Freitag, 29. Januar 2016

Einzig und allein

Ohne die ewige Wiederkehr oder deutlicher: Gegenwart des Gleichen gäbe es keinen Zusammenhalt und Zusammenhang der Dinge. Im Grunde ist die Welt ein sinnloses Ganzes und der 'Sinn' darin ist lediglich der Eindruck des Zusammenhalts, der sich uns als 'Zeit' darstellt. Weil wir in der Zeit sind, scheint die Welt auseinander zu fallen oder m. a. W.: 'erklärbar' zu sein. Die 'Zeit' ist unser Mangel an Verstand. Damit ist die Vernunft über dem Verstand ganz hohl und - ganz einfach ein anderes Wort für 'Dummheit' oder vom Himmel herab geholte Hohlheit.

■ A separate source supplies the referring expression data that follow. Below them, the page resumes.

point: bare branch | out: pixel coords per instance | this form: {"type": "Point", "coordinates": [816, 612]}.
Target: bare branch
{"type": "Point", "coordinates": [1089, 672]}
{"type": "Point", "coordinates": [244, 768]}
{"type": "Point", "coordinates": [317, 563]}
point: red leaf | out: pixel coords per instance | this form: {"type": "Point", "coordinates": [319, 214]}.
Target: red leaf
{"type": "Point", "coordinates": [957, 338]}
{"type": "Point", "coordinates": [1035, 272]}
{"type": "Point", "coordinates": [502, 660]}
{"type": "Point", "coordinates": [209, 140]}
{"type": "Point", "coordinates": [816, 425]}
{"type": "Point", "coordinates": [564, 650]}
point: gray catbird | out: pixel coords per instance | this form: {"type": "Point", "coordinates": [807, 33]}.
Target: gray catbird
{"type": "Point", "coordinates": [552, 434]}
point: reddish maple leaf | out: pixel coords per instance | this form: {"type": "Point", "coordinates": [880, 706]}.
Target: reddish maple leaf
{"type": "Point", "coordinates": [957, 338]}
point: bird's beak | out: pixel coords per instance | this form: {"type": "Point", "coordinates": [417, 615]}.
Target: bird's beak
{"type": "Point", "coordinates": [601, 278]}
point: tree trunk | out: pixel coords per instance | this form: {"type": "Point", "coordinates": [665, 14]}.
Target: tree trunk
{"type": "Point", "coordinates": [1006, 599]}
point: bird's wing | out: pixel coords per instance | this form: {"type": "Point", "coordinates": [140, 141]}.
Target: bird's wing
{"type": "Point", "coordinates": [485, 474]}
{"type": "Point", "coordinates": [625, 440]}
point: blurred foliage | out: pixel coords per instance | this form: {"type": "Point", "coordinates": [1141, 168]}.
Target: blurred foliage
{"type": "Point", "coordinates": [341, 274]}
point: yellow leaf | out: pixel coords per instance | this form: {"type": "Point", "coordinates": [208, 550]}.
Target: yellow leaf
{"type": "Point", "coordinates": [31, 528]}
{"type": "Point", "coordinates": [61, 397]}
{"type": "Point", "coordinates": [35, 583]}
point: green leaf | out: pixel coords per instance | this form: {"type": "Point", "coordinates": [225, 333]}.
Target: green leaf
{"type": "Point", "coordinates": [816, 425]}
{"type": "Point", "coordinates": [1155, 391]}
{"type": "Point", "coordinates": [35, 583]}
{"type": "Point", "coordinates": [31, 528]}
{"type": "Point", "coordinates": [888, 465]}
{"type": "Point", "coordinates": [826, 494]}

In der 'Wiederkehr' steckt der Faktor 'Zeit', dem wir nicht ausweichen können, weil wir in der Welt gefangen sind und sie uns also ewig als sinnreich verklären müssen. Jeder Versuch, sich die Welt zu erklären und sie in Gesetzen zu beschreiben, führt zu nichts, bestenfalls noch zum Begriff einer Grenze der Welt und des Verstandes. Vernunft ist damit 'Jenseits', 'Finsternis', 'Dummheit' und 'Tod': das Ende des analytischen, in der Zeit gefangenen Begriffs.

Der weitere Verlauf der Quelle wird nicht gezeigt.